From NBC's Winston Wilde
Education Secretary Arne Duncan and Health and Human Services Secretary Kathleen Sebelius acknowledged there is a significant chance of school disruptions in the upcoming flu season, due to H1N1 "swine flu."
At a press conference this morning in front of H.D. Cooke Elementary School, Duncan said, "Some schools may experience large absentee rates; some across the country may even need to be closed temporarily at some point during the school year. We must make sure that learning continues if the virus spreads. That is hugely important."
He added that the goal for schools nationwide is "to keep our children safe and keep our children learning."
The Department of Education released instructions to schools today on how to be ready for any possible disruption due to H1N1, including having homework packages ready for students while they must stay home, having online resources accessible from the home (Apple and Microsoft representatives were present at the school, according to Duncan), and maintaining close contact with parents, so they can keep their kids up to speed on curricula.

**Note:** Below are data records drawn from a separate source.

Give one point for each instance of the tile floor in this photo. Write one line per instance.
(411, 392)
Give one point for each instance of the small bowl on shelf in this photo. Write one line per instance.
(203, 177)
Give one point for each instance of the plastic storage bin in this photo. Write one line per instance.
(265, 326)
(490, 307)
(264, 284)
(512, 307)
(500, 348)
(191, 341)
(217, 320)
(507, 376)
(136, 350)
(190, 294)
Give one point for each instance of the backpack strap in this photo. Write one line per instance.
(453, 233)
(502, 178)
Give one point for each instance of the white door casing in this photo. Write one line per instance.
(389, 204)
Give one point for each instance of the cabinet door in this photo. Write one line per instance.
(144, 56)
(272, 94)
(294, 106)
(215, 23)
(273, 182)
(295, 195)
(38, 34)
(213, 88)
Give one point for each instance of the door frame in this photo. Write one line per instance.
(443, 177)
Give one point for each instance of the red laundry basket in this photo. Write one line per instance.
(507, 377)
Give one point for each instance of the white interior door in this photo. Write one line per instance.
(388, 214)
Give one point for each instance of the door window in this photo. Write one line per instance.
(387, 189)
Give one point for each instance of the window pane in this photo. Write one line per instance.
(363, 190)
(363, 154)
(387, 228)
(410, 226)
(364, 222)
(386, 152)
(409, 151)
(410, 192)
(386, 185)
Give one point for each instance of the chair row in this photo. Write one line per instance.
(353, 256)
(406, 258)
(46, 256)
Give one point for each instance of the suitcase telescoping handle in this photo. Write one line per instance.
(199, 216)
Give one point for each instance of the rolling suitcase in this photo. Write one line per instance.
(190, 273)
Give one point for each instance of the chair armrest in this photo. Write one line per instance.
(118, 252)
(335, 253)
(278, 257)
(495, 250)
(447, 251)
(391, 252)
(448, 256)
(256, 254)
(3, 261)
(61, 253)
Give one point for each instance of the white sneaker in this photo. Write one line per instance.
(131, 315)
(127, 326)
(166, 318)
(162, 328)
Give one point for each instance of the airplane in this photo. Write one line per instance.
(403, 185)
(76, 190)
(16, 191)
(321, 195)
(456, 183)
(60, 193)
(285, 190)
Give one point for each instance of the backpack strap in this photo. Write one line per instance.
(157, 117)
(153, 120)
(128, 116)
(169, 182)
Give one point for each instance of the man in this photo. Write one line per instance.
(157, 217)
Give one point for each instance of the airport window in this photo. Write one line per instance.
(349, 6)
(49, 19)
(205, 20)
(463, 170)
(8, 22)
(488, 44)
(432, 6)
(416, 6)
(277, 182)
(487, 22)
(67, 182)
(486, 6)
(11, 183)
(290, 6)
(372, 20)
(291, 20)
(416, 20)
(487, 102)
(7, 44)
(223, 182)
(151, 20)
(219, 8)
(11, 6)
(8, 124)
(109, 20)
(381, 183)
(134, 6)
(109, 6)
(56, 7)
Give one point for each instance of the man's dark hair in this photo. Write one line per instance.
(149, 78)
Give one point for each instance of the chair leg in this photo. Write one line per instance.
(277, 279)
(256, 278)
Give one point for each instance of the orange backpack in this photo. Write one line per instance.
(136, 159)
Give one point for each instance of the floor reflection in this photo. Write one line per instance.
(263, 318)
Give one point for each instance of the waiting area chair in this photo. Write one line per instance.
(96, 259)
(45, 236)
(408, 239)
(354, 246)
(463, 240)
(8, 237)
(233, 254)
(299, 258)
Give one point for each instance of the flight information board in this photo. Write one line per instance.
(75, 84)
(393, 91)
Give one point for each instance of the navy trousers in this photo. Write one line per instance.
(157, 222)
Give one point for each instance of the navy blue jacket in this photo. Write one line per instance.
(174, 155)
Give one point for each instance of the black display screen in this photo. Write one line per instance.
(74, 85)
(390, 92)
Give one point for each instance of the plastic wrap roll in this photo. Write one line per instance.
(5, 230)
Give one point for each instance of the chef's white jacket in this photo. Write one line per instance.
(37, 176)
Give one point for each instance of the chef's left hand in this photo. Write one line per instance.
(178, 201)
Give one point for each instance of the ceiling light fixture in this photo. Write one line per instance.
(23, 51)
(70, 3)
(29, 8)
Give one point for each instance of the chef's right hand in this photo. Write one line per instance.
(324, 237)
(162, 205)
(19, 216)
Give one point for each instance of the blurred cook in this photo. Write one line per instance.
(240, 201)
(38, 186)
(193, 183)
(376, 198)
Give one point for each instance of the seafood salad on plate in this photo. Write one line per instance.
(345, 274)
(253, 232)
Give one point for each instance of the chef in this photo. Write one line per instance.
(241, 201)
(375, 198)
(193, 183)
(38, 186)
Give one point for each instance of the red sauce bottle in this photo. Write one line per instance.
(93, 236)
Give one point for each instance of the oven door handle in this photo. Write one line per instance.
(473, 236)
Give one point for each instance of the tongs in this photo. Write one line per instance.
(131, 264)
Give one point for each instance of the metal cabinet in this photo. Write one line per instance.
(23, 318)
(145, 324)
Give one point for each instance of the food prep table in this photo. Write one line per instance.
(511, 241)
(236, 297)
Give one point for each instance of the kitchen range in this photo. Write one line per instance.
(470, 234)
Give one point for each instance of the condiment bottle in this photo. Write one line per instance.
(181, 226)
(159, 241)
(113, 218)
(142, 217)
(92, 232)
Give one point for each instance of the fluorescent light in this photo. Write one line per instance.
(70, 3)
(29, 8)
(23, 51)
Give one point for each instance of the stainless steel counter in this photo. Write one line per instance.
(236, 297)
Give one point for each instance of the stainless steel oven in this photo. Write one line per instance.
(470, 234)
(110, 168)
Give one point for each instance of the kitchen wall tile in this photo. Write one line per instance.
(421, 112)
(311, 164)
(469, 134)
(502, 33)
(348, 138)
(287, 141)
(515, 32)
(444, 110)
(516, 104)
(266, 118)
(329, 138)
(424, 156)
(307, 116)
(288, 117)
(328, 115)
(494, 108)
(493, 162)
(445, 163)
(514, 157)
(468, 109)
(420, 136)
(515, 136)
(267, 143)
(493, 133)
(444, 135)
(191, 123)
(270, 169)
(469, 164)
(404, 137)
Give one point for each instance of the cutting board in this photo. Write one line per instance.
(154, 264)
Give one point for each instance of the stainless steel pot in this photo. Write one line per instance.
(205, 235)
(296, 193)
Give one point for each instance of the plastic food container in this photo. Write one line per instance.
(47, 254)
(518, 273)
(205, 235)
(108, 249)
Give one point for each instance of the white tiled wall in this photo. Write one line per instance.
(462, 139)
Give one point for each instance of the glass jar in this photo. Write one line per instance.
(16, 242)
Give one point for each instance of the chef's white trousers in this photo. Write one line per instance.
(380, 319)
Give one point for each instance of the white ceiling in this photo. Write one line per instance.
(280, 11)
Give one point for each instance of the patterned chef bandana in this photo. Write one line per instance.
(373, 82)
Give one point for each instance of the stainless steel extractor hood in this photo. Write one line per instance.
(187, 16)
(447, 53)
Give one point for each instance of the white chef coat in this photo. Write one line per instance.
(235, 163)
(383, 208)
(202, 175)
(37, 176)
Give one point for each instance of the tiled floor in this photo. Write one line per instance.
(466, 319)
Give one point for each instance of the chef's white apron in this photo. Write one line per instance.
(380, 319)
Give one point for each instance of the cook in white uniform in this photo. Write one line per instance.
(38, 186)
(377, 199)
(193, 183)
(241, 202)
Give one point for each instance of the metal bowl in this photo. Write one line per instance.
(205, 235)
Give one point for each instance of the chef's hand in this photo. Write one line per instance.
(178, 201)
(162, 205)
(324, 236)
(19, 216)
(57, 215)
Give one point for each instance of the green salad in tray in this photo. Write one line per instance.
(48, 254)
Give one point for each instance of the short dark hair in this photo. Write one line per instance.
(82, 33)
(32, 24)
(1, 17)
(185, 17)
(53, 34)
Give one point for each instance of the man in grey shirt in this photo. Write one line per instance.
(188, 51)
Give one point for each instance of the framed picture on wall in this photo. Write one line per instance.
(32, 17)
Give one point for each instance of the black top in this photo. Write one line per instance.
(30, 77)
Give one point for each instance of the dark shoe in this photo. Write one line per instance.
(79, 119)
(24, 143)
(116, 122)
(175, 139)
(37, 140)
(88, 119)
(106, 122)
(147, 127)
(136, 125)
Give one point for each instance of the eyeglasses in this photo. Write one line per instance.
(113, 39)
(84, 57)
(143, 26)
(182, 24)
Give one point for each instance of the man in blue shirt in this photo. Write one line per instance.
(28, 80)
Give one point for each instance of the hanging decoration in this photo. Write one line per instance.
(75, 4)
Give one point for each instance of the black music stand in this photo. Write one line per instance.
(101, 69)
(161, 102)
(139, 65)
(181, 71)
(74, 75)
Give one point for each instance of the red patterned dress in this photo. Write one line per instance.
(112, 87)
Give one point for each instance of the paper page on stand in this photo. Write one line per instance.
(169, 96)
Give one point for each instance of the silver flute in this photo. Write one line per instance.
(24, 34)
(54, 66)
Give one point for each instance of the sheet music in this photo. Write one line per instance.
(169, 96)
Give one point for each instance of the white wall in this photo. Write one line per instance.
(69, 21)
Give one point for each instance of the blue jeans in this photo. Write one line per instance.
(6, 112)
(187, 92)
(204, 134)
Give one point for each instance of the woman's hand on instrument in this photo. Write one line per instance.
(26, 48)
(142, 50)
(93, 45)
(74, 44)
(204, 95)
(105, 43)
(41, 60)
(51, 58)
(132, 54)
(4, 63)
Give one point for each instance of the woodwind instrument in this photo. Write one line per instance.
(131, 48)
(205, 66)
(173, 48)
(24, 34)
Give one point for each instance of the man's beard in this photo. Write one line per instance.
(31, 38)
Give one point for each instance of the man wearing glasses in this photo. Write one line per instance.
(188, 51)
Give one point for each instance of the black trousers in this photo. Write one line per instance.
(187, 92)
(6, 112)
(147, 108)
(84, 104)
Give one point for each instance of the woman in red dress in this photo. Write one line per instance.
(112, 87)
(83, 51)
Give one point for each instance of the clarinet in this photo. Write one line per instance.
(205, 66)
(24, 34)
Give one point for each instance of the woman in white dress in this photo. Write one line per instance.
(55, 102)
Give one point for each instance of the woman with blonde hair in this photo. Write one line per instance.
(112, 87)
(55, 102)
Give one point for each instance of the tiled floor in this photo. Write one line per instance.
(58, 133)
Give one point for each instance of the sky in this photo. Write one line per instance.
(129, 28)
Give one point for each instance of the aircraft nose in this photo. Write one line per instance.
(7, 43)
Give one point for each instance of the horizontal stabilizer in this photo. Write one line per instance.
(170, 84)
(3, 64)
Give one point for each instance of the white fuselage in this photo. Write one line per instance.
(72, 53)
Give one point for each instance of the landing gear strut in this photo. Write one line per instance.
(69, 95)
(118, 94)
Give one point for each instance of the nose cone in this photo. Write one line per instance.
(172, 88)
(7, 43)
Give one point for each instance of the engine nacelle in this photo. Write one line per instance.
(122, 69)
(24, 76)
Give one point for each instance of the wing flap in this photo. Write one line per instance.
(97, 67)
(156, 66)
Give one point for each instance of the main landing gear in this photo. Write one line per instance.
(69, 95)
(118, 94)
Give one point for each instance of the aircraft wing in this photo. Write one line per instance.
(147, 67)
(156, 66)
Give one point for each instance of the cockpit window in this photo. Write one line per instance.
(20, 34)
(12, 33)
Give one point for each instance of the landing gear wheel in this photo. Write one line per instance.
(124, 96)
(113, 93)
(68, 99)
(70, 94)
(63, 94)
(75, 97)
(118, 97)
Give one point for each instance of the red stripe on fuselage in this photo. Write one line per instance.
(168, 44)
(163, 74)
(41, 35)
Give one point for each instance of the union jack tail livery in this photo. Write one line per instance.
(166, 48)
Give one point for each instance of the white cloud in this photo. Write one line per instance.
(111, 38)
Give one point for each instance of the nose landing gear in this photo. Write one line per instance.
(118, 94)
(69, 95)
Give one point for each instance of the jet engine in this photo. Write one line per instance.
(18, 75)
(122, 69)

The H1N1 vaccine will be ready by mid-October. Once available, kids will be one of the "priority populations," and both the Department of Education and HHS are reaching out to schools to make sure parents remember to make vaccinations a priority.
While the H1N1 vaccine is still in its testing phases, Sebelius emphasized mitigation strategies, like remembering to wash hands, coughing into shirtsleeves instead of coughing into a hand or worse yet, not covering a mouth, and to stay home -- students and teachers alike -- if they develop flu symptoms.
HHS distributed to elementary school s its "Avoid the Flu" resource kits, and of course, has a flu Web site, with guidance for K-12, colleges and universities, and businesses.
After the press conference, Sebelius and Duncan toured the school to see its health facilities and green initiatives and ate a breakfast with the children in the cafeteria.